Tra il settembre 1972 e il luglio 1974, quando Ervine fu un esponente di spicco dell’Ulster Volunteer Force, l’organizzazione paramilitare fu responsabile di 54 omicidi, tutti tranne uno avvenuti tramite autobombe o ordigni piazzati in edifici.
Al suo funerale parteciparono esponenti politici del calibro del presidente del Sinn Fein Gerry Adams, dell’ex leader dell’UUP David Trimble, così come dell’allora Chief Constable della PSNI Hugh Orde.
‘Billy Wright and INLA carved up drugs market’ (NewsLetter)
Former PUP leader David Ervine claimed murdered LVF man Billy Wright cooperated with the INLA to sell drugs.
“Voices From The Grave” by veteran journalist Ed Maloney hit the headlines this week with claims from former IRA man Brendan “The Dark” Hughes that Gerry Adams had been a key player in the organisation.
Mr Ervine was also interviewed for the book on the proviso the details would not be released until after his death.
He told a Boston College researcher, former PUP member Wilson McArthur, that Wright was “heavily involved with drugs”.
“There was a notorious story about a dance hall in Northern Ireland, where, on one side of the hall, the Irish National Liberation Army (INLA) sold certain types of drugs and, on the other side, Billy Wright’s UVF members sold a different type of drugs,” said Mr Ervine.
He added: “They’d (Wright and the INLA) carved up a drugs market – these were diametrically opposed, absolutely violent enemies of each other, who could function together in that respect.”
The INLA later shot Wright dead in the Maze prison in 1997.

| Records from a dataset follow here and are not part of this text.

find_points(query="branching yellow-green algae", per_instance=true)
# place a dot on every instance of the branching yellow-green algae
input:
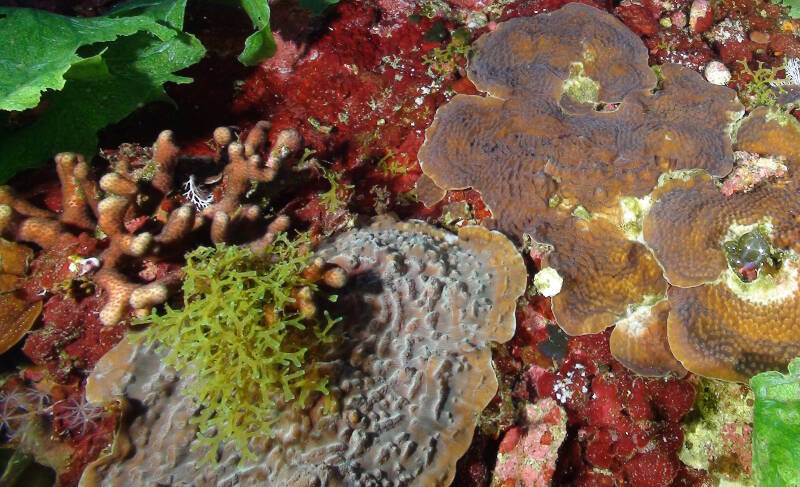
(248, 349)
(717, 431)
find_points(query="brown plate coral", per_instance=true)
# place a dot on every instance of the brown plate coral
(420, 309)
(573, 150)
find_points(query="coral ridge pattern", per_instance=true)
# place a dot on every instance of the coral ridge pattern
(582, 149)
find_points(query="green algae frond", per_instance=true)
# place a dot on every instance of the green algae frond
(249, 351)
(776, 427)
(761, 89)
(717, 431)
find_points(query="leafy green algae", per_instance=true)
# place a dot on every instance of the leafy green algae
(776, 427)
(248, 350)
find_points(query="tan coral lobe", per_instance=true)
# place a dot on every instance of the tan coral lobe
(715, 333)
(689, 220)
(640, 343)
(518, 57)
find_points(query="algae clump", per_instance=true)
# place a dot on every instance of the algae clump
(250, 352)
(776, 427)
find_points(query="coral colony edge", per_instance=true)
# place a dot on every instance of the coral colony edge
(402, 243)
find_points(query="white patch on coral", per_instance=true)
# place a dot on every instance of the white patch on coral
(767, 289)
(548, 282)
(637, 314)
(717, 73)
(633, 211)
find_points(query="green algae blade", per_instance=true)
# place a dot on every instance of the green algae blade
(776, 427)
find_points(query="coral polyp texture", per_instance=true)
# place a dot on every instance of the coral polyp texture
(136, 205)
(614, 169)
(406, 381)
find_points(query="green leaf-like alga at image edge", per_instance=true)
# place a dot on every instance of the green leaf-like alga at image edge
(37, 49)
(776, 427)
(260, 45)
(103, 89)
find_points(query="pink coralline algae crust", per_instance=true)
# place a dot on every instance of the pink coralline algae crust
(623, 429)
(527, 455)
(70, 338)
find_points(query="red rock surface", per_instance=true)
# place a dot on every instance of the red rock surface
(360, 70)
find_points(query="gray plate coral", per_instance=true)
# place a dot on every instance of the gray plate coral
(420, 309)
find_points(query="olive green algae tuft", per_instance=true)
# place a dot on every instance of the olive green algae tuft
(717, 432)
(237, 332)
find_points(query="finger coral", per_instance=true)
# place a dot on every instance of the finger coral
(136, 205)
(406, 379)
(613, 170)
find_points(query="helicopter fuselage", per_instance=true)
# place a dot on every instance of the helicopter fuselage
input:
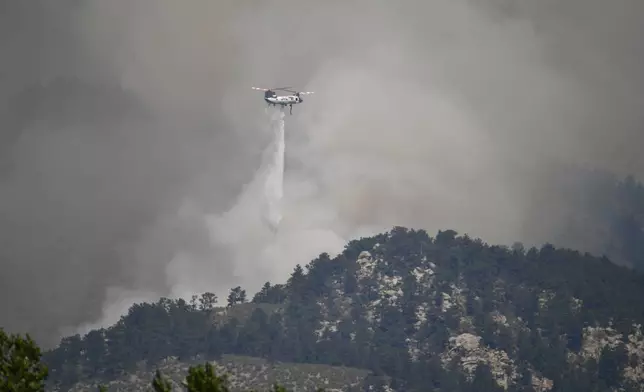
(283, 100)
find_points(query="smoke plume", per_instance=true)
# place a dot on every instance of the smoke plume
(130, 137)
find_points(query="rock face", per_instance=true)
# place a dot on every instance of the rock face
(412, 311)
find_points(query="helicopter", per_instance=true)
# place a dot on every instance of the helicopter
(283, 100)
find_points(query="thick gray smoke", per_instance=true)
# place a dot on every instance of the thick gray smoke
(130, 135)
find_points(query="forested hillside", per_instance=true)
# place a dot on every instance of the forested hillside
(448, 313)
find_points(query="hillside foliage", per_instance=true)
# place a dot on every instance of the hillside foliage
(332, 312)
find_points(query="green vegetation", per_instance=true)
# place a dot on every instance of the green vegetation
(21, 370)
(20, 366)
(389, 307)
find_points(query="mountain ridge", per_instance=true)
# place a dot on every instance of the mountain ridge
(449, 313)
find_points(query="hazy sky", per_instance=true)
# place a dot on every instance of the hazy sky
(130, 137)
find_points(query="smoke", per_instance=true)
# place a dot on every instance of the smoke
(130, 137)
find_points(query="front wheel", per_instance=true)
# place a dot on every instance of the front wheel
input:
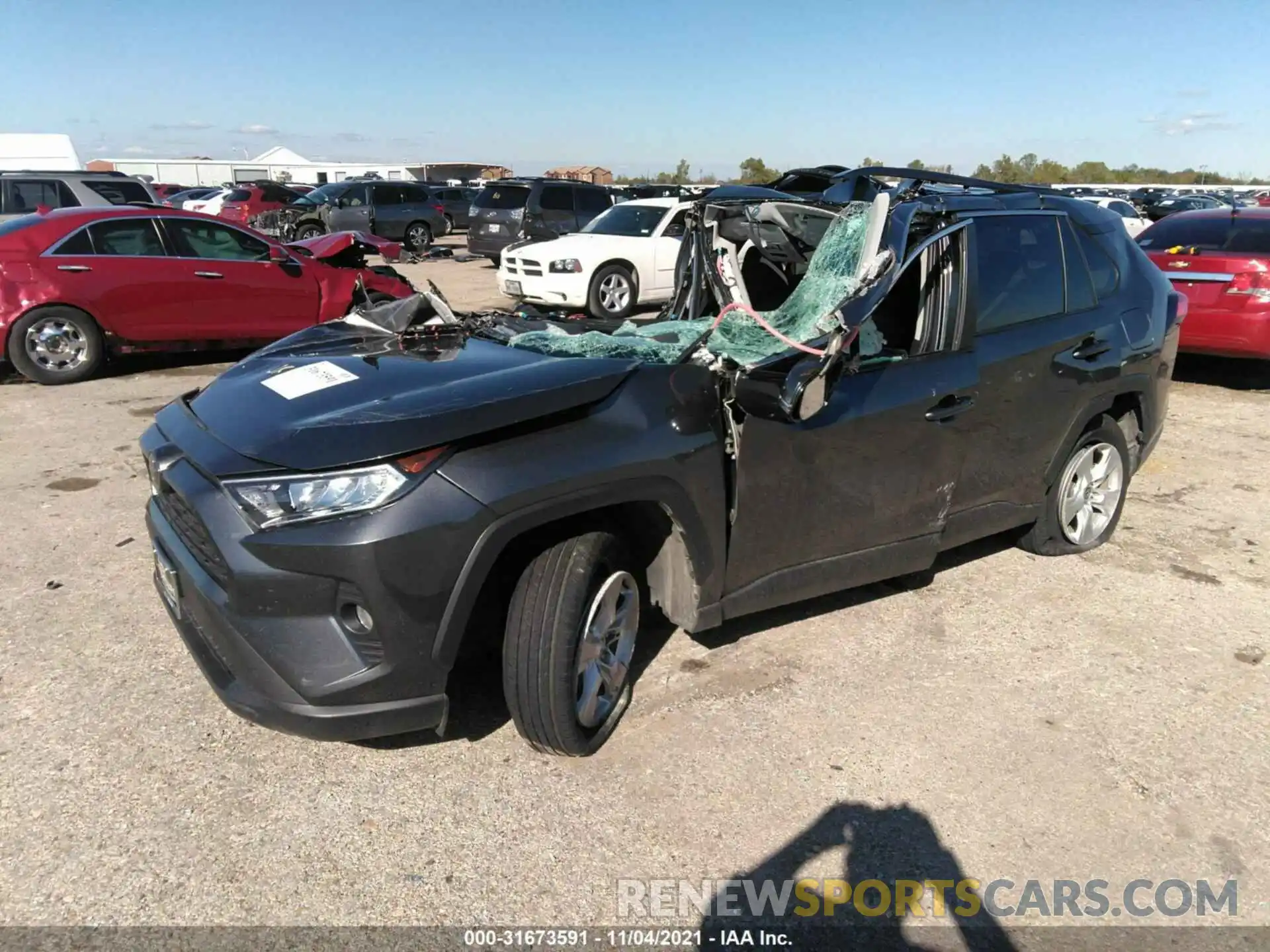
(56, 346)
(571, 636)
(613, 292)
(418, 237)
(1083, 506)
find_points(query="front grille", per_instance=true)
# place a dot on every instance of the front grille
(187, 524)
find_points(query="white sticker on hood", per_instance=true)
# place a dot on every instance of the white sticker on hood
(308, 380)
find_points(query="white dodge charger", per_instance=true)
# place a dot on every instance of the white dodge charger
(622, 258)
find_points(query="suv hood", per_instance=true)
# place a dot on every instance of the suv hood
(334, 395)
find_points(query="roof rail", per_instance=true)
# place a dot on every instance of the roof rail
(63, 172)
(943, 178)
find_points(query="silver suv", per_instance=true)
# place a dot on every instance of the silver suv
(23, 192)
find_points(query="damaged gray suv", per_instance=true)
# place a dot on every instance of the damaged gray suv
(841, 389)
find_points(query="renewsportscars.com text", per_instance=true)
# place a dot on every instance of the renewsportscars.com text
(638, 899)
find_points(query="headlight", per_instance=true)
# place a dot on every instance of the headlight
(291, 498)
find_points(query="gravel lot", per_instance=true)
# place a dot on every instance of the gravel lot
(1043, 719)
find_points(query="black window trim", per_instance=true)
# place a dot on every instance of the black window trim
(1019, 214)
(172, 243)
(154, 222)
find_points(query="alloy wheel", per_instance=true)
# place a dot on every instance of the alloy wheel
(56, 344)
(1093, 485)
(615, 292)
(606, 648)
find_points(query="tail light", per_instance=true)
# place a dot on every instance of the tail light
(1255, 285)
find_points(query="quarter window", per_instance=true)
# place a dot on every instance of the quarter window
(556, 198)
(1019, 263)
(206, 239)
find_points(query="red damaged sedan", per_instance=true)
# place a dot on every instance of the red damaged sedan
(80, 284)
(1220, 259)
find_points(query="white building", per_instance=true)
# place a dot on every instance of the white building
(282, 164)
(32, 150)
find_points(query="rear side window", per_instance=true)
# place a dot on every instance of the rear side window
(592, 201)
(118, 190)
(1103, 268)
(27, 194)
(1234, 234)
(502, 197)
(78, 244)
(556, 198)
(135, 238)
(1019, 262)
(1080, 284)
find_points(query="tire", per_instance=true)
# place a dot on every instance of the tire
(56, 346)
(554, 681)
(418, 237)
(1070, 524)
(614, 292)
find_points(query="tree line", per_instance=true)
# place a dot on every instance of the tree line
(1027, 169)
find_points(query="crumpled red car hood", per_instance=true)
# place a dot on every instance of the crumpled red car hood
(331, 245)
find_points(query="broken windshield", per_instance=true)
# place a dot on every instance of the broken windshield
(813, 291)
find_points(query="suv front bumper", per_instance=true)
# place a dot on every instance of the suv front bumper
(262, 612)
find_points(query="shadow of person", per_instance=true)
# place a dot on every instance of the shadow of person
(884, 844)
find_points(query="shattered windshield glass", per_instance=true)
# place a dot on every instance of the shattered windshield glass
(807, 314)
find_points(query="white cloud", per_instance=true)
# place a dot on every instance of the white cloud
(186, 125)
(1189, 124)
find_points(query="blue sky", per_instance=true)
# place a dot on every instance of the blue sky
(638, 87)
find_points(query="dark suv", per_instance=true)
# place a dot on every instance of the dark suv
(532, 210)
(835, 395)
(23, 192)
(399, 211)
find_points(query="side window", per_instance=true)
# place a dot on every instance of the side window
(592, 200)
(1019, 263)
(1080, 284)
(1103, 270)
(556, 198)
(207, 239)
(27, 194)
(78, 244)
(386, 194)
(136, 238)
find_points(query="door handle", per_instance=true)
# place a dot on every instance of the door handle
(1090, 349)
(949, 408)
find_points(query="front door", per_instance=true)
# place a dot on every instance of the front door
(861, 491)
(353, 210)
(234, 291)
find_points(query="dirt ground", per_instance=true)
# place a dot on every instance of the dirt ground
(1083, 717)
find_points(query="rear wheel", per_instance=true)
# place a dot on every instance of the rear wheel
(56, 346)
(1083, 506)
(567, 651)
(418, 237)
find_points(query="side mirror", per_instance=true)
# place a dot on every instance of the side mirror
(799, 395)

Mr Ervine also revealed that many rank-and-file UVF men – some of whom themselves were convicted for murder – were disgusted by the actions of the Shankill Butchers but were too scared to confront them.
“There were those who believed that the UVF leadership were afraid of some of the personalities. It’s as simple as that,” he told the researcher.

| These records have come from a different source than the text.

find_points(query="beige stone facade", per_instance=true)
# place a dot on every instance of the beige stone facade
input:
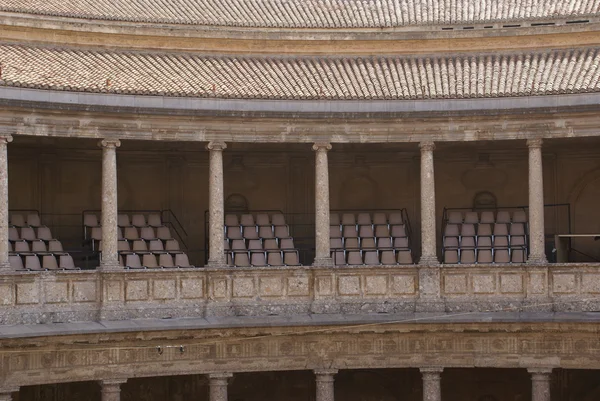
(303, 115)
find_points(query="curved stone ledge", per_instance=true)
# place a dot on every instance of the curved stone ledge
(30, 298)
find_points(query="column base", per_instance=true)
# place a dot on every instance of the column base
(537, 260)
(217, 264)
(429, 261)
(323, 262)
(107, 267)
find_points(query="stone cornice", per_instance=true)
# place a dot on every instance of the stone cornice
(23, 28)
(393, 127)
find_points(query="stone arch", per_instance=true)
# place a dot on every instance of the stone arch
(485, 200)
(585, 214)
(236, 203)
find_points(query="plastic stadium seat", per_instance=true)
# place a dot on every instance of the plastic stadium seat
(149, 261)
(231, 220)
(133, 261)
(32, 262)
(363, 219)
(278, 219)
(147, 233)
(28, 234)
(247, 220)
(154, 220)
(131, 233)
(49, 262)
(33, 220)
(44, 234)
(274, 258)
(165, 260)
(138, 220)
(123, 220)
(181, 260)
(66, 262)
(90, 220)
(17, 220)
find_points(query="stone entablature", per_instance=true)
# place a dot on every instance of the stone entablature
(46, 297)
(372, 345)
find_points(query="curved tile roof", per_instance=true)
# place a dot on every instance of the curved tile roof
(476, 76)
(309, 13)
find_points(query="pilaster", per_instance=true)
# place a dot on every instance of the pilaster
(322, 248)
(4, 262)
(216, 205)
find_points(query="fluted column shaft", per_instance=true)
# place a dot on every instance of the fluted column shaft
(537, 252)
(110, 230)
(325, 384)
(432, 384)
(4, 263)
(540, 384)
(428, 235)
(111, 389)
(322, 249)
(216, 205)
(218, 386)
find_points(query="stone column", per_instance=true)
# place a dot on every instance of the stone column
(4, 263)
(325, 388)
(6, 393)
(218, 386)
(216, 205)
(540, 384)
(428, 234)
(322, 250)
(432, 384)
(110, 229)
(537, 252)
(111, 389)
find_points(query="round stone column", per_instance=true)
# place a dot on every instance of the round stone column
(540, 384)
(216, 205)
(4, 263)
(325, 388)
(218, 386)
(110, 230)
(322, 249)
(428, 234)
(537, 251)
(111, 389)
(432, 383)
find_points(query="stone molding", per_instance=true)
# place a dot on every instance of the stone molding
(321, 146)
(47, 297)
(109, 143)
(323, 349)
(5, 138)
(427, 146)
(216, 146)
(535, 143)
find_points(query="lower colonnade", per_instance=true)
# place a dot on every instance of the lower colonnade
(324, 385)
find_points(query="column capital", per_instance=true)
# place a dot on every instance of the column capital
(216, 145)
(112, 382)
(222, 376)
(325, 372)
(427, 146)
(322, 146)
(535, 143)
(109, 143)
(432, 370)
(540, 373)
(6, 138)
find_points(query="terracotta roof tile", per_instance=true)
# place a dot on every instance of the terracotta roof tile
(426, 77)
(309, 13)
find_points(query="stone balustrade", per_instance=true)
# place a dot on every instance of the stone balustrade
(45, 297)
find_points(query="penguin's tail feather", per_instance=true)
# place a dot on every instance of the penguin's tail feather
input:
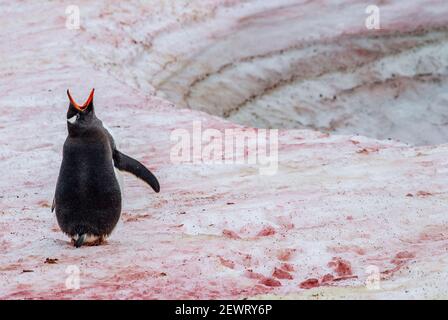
(81, 238)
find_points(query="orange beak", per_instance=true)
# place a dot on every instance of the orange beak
(85, 105)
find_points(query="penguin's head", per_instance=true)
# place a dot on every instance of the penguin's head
(80, 117)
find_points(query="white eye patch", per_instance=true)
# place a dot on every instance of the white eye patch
(73, 119)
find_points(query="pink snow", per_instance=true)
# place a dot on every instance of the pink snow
(338, 207)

The Shankill Butchers are estimated to have killed up to 30 people, and gained both their nickname and notoriety from their favoured use of butchers’ knives to torture and kill their victims.
“UVF prisoners had the highest incidence of life-sentence in any of the compounds, so they weren’t angels or pussycats. So I think when multiple murderers are saying ‘Hey, for f**g sake’, I think it’s worth listening to them.
“The butcher stuff was … obscene and nobody could defend it.”
Even though the contents of the interviews would never become public until after his death, Mr Ervine said he was “unwilling” to speak in detail about his role and activity in the UVF.
However, the researcher was led to believe his speciality was the use of explosives.
The book notes that between September 1972 and July 1974 when Mr Ervine was an active member of the UVF, the organisation killed 54 people, 36 of them in the Republic and 18 in Northern Ireland – all but one of these killings was through bombs either hidden in the boot of a car or tossed into a building.
He was arrested on November 2, 1974 after he was caught transporting a bomb in a stolen car on the Holywood Road in east Belfast.
Mr Ervine died of two massive heart attacks and a stroke in January 2007.
His funeral was attended by politicians from across the spectrum, from Sinn Fein president Gerry Adams to former UUP leader David Trimble, as well as the then Chief Constable Hugh Orde.